近世の秋目村と秋目浦
出典: フリー百科事典『ウィキペディア(Wikipedia)』 (2022/02/11 02:50 UTC 版)
江戸時代の秋目は薩摩国河辺郡久志秋目郷(外城)のうちであった。江戸時代初期頃は秋目郷として1郷とされていたが、明暦3年(1657年)頃に秋目郷と久志郷が合併し久志秋目郷となり、地頭館は久志に置かれた。明治2年からは久志秋目、坊泊、鹿籠の3郷が合併し南方郷が発足し秋目村は南方郷に所属することとなった。
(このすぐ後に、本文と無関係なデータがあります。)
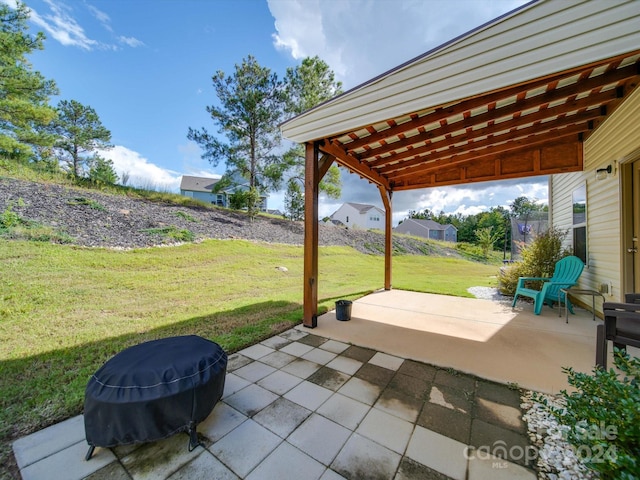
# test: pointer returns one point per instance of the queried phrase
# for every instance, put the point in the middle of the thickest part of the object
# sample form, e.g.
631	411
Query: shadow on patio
359	399
486	338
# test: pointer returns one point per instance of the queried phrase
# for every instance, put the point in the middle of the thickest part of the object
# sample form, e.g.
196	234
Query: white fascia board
543	39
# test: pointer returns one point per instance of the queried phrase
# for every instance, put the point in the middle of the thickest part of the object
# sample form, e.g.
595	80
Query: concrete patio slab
483	337
373	397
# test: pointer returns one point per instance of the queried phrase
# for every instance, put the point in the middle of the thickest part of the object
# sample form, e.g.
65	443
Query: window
579	229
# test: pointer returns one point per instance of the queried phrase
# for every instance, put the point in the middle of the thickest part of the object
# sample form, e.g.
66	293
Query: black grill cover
153	390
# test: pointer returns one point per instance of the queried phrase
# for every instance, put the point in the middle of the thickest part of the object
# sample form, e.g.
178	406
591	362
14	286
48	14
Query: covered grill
153	390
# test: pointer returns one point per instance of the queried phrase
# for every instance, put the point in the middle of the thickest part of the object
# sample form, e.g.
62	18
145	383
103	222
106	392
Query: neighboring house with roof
428	229
201	188
358	215
550	88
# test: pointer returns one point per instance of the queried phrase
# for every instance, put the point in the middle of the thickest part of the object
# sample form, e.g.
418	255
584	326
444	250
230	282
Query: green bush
538	260
603	417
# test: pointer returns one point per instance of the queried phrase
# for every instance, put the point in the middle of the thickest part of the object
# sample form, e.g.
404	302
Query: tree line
490	230
251	104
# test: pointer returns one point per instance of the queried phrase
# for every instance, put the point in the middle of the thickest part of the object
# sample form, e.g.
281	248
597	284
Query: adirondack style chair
566	273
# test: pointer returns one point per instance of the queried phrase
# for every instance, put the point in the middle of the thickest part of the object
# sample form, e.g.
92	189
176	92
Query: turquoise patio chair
565	275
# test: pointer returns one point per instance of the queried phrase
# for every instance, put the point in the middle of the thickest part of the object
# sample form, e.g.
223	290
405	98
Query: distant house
428	229
201	188
358	215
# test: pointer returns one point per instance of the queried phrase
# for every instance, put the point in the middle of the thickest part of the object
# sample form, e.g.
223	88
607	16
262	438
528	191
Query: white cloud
63	27
141	172
386	34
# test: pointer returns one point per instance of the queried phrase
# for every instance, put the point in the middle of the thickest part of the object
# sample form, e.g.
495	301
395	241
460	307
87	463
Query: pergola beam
311	191
388	231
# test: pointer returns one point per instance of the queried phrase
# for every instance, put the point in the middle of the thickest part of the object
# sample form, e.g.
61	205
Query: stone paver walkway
300	406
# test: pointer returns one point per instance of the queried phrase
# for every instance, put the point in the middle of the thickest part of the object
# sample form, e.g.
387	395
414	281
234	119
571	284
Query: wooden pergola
520	129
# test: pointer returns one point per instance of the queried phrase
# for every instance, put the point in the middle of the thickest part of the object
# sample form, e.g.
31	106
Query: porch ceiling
533	128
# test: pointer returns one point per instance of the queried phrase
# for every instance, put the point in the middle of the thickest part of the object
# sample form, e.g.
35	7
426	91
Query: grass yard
65	310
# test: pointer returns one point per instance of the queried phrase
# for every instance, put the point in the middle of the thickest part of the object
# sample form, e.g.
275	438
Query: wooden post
310	288
388	241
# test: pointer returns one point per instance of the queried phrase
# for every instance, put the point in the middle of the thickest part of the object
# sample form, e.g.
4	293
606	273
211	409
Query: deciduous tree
307	85
79	133
249	110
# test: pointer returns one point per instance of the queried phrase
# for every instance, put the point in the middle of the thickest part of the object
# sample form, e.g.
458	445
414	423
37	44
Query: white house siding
616	139
353	217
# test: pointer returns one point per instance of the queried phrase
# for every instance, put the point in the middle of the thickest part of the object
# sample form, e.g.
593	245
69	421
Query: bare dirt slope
95	219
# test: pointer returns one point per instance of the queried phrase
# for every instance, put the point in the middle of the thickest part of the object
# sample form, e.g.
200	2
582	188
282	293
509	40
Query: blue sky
145	66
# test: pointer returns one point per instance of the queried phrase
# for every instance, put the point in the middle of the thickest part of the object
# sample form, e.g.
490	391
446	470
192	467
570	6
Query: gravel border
94	219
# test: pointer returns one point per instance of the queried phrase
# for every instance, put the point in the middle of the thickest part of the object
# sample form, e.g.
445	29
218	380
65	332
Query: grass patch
14	227
88	202
65	310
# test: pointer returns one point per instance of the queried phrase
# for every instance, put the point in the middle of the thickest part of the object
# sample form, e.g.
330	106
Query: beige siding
539	39
616	140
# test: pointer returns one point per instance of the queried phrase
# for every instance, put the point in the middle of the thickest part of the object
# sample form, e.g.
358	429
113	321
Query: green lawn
65	310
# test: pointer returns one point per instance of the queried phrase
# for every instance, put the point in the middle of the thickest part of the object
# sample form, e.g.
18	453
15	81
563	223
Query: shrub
538	260
9	218
603	417
172	233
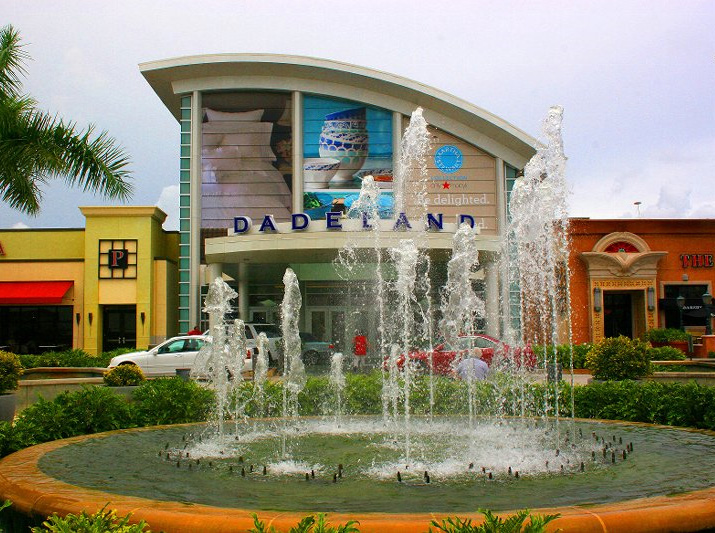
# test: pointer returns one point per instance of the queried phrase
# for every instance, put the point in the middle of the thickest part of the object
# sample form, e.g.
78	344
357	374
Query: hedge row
171	401
94	409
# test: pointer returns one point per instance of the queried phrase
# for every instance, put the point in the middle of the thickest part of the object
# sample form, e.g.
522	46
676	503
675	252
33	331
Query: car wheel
311	357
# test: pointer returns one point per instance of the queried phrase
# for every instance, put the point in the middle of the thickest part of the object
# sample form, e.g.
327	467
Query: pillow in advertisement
247	139
263	152
219	116
245	165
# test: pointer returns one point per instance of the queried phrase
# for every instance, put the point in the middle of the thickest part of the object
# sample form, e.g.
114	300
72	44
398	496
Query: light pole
680	300
708	302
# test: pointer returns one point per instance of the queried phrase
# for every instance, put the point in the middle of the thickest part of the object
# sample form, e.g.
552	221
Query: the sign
448	159
696	260
118	258
334	222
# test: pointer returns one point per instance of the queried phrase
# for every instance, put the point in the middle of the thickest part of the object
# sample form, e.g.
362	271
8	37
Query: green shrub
100	522
564	353
172	401
68	358
495	524
665	353
124	375
88	410
619	358
8	439
308	524
10	371
665	335
679	404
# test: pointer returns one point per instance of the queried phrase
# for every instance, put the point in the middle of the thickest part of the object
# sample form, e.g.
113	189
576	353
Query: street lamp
708	302
680	300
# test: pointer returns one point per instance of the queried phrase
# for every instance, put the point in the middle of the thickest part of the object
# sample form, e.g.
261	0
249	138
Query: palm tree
36	146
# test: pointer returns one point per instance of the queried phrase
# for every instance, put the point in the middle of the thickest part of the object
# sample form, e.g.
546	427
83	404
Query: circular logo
448	159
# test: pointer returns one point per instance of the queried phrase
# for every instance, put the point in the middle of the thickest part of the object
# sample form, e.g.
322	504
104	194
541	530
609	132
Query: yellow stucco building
108	285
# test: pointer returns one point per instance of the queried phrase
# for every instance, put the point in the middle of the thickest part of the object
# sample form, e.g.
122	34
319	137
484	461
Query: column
297	125
492	295
213	271
195	214
243	291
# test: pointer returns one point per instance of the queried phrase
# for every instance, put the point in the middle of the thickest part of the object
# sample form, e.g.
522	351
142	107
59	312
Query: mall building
273	151
280	135
111	284
632	275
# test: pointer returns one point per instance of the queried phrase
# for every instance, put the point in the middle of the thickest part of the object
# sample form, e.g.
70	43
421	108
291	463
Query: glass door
119	327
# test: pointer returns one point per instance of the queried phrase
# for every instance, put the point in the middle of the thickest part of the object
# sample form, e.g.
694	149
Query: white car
166	358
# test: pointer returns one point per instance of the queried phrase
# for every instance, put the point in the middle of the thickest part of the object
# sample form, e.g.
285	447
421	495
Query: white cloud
169	203
670	182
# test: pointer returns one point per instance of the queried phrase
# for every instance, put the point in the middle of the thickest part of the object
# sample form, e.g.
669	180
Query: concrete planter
8	403
126	390
680	345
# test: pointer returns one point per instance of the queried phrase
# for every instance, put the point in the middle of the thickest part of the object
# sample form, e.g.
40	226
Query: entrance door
617	314
119	327
328	324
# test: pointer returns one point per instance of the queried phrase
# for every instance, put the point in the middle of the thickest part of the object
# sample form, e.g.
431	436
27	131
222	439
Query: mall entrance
624	313
119	327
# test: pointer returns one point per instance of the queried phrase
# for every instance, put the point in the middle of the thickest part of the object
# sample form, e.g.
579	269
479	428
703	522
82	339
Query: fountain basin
57	477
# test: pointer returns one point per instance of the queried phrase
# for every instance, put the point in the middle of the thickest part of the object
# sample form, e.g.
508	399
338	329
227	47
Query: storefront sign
696	260
333	222
119	258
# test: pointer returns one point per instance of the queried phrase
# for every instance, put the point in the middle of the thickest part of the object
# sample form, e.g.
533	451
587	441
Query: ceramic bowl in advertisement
317	171
382	176
348	140
345	124
358	113
320	204
385	205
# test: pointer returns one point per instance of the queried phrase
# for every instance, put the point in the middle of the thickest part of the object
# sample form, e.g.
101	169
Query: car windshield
308	337
270	330
465	343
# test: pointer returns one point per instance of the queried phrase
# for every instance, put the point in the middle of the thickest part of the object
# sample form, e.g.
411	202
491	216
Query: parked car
315	351
275	343
444	356
165	358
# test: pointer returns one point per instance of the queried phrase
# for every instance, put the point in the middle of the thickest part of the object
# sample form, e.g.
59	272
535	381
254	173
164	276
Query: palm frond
12	59
35	146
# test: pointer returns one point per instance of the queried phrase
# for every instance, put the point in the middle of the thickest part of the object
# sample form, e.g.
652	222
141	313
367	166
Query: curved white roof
172	78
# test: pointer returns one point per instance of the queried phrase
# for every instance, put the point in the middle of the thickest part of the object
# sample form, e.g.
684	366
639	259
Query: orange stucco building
627	275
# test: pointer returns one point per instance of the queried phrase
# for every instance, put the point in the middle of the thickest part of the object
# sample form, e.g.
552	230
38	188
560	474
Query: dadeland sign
334	221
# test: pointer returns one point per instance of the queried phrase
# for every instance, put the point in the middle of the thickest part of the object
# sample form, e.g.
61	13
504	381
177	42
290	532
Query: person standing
195	331
359	350
472	368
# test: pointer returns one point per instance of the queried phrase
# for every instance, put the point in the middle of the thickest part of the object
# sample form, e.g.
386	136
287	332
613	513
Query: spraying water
538	240
217	358
337	382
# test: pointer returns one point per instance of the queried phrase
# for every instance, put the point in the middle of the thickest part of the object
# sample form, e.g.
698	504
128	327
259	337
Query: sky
636	80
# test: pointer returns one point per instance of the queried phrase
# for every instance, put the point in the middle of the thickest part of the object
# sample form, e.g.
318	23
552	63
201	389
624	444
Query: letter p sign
118	258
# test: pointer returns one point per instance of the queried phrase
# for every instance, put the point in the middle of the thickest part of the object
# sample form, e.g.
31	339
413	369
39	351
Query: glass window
271	332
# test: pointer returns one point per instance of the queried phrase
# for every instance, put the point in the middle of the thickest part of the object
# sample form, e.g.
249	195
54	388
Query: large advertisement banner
344	141
461	180
246	157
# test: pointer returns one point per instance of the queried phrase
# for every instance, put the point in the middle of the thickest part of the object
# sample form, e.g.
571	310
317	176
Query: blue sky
635	78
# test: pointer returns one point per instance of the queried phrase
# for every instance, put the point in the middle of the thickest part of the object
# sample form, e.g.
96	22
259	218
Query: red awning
33	292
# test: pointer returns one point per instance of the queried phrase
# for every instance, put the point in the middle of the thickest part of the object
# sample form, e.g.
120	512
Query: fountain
502	445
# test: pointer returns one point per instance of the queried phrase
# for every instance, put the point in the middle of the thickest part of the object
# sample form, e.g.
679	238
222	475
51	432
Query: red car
443	355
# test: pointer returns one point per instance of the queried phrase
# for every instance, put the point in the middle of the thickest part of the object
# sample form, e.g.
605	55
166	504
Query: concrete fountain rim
34	493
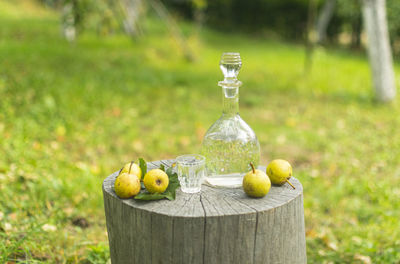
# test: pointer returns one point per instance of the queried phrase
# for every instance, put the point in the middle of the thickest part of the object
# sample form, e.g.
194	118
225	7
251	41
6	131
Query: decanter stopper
230	65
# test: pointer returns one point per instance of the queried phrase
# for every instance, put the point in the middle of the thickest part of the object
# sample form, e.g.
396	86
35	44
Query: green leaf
146	196
170	192
143	166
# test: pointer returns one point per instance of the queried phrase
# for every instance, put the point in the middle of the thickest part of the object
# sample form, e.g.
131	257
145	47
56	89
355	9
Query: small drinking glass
191	171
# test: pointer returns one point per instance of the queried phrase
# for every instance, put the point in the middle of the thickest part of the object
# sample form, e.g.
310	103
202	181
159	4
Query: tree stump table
213	226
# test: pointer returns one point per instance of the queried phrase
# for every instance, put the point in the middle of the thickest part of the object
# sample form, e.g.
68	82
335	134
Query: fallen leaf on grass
81	222
49	228
363	259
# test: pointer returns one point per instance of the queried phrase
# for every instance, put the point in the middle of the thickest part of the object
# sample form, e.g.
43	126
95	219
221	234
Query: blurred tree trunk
132	10
310	35
68	20
380	56
356	29
323	20
173	27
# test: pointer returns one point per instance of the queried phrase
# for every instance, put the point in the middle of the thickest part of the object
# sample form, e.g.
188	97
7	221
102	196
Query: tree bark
323	20
213	226
379	52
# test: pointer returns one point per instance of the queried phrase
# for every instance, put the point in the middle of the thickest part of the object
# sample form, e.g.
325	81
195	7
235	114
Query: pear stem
129	172
252	167
290	184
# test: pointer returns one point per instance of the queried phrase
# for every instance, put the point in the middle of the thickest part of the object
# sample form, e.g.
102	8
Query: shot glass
191	171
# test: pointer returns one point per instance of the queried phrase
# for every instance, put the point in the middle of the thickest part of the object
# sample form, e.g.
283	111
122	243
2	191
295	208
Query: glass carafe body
230	144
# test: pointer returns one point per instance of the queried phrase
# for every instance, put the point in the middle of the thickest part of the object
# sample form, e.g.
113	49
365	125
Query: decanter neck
230	100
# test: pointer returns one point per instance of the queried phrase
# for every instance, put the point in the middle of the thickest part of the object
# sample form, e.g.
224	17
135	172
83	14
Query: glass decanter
229	144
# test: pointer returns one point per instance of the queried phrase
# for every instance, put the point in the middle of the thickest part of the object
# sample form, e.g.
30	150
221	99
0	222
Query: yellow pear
156	181
126	185
256	183
279	171
132	168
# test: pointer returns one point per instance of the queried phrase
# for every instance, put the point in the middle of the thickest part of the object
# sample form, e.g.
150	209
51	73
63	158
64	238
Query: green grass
72	114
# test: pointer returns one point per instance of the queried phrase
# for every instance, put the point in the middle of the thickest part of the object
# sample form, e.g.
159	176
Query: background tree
380	55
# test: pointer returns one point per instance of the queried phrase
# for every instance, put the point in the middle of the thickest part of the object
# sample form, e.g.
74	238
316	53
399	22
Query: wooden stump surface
213	226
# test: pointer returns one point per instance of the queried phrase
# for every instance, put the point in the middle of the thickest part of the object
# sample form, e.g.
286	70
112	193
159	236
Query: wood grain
213	226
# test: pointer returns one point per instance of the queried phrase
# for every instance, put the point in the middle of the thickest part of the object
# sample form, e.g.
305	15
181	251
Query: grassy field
72	114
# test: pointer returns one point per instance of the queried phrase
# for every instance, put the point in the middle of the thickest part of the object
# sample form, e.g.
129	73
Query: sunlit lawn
72	114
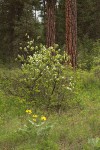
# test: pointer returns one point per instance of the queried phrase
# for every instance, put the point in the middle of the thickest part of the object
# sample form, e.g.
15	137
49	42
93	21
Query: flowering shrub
47	80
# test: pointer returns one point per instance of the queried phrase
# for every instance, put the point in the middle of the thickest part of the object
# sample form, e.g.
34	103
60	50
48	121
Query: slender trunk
50	22
71	30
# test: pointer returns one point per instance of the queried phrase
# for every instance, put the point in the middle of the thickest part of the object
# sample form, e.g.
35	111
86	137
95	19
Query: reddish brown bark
71	30
50	22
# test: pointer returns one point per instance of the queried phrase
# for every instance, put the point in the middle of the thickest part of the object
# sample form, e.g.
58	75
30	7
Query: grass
75	129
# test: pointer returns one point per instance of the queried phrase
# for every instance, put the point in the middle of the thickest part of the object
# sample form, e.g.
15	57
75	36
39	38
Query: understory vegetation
44	106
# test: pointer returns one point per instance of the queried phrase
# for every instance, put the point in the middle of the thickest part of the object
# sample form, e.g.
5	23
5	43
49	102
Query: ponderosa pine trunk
71	30
50	22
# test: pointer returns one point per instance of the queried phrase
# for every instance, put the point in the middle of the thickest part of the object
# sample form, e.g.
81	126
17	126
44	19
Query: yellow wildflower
29	111
43	118
35	116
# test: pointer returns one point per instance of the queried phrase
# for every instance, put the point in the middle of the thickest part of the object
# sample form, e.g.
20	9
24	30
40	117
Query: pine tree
71	30
50	22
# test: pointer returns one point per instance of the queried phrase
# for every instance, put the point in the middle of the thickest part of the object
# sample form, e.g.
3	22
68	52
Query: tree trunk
50	22
71	30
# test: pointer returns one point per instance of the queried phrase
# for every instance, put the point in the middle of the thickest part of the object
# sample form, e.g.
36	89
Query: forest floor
75	129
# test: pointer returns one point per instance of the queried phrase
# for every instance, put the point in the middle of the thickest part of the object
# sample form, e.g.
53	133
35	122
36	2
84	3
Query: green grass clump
77	128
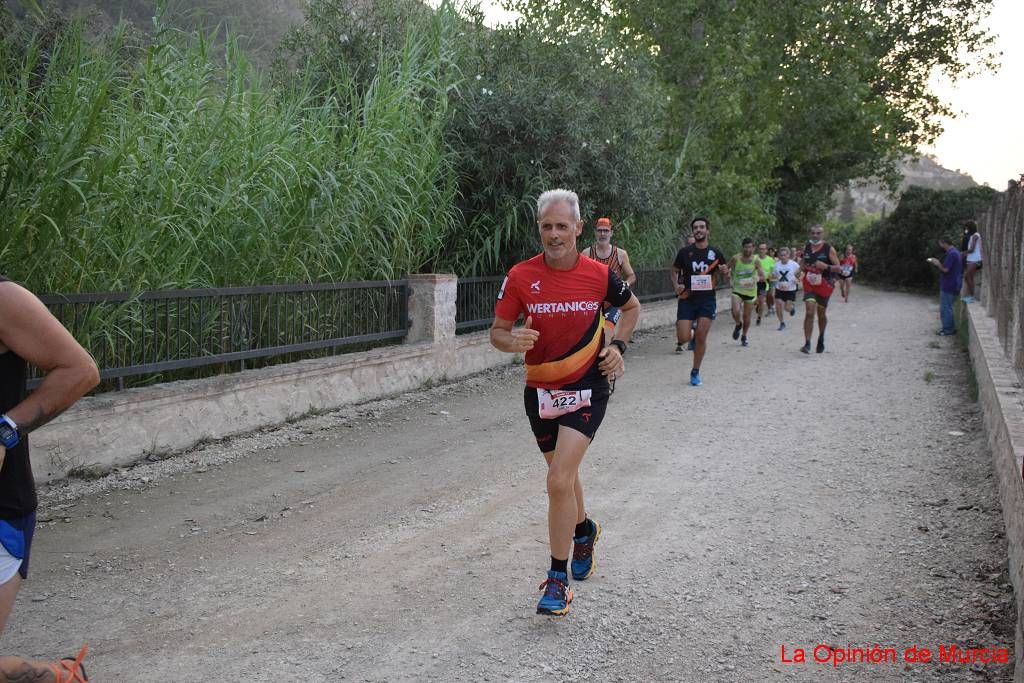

村高は「郡村高辻帳」では59石余、「天保郷帳」では59石余、「旧高旧領取調帳」では64石余であったと記録されている。伊能忠敬が著した「九州東海辺沿海村順」には家数が298であると記録されている。 秋目郷は旧坊津町の区域にある久志郷、坊泊郷と同じく小さい郷であったが、他の郷との陸路の交通はとても険峻な地形によって妨げられており、また海運交易・交通の面において秋目浦は重要な湊として扱われていることから、秋目村1村のみで秋目郷が形成されたのではないかと「坊津町郷土誌」では推測している。秋目浦が重要な港として扱われていることが分かる事件として秋目地頭が自分の領地に引きこもり、秋目浦を下知していなかったため、罷免されるという事件が発生している。また、塩屋には海路の要津に設置される内外船舶の取締りを行う役所である「遠見番所」が設置された。 江戸時代後期に薩摩藩が編纂した地誌である『三国名勝図会』には秋目港が挿絵付きで収録されており、以下のように記されている。 秋目港 秋目村にあり、此港南より入たる海灣なり、周廻凡そ七町餘、港口の東には、島嶼相連り、其西岸には、素麺崎といへる巌觜突出す、故に灣内港となる、然れとも深きを僅に四尋にして、風濤高く、大船の安泊を得ずとぞ、前海西南の方は、鶴喰崎の地海上に突出し、又西は蒲葵島海上に𢫵蔽し、且衆嶼怪巌所々に相點して、風景殊に愛すべし、村民悉く港に臨んで居をなす、 —三国名勝図会巻之二十七 秋目のうちとされていた浦町である秋目浦は「諸郷村附並浦附」などに登場しており、弁才船を含め74隻余りの交易船と漁船を有する港町であった。琉球や日本海沿岸、蝦夷などと交易をしていたほか、漂流船を装った唐船と交易をしていたとされる。鎖国制度が取られて以降も享保年間に発生した「享保の唐物崩れ」と呼ばれる幕府の一斉摘発まで交易による賑わいは続いたという。 また、交易のほかにカツオ漁が盛んであり、江戸時代には親方と呼ばれる船主を中心とする漁業が行われていたという。大正時代になり秋目の漁民の共同船が沈没する事故が発生しその後没落したという。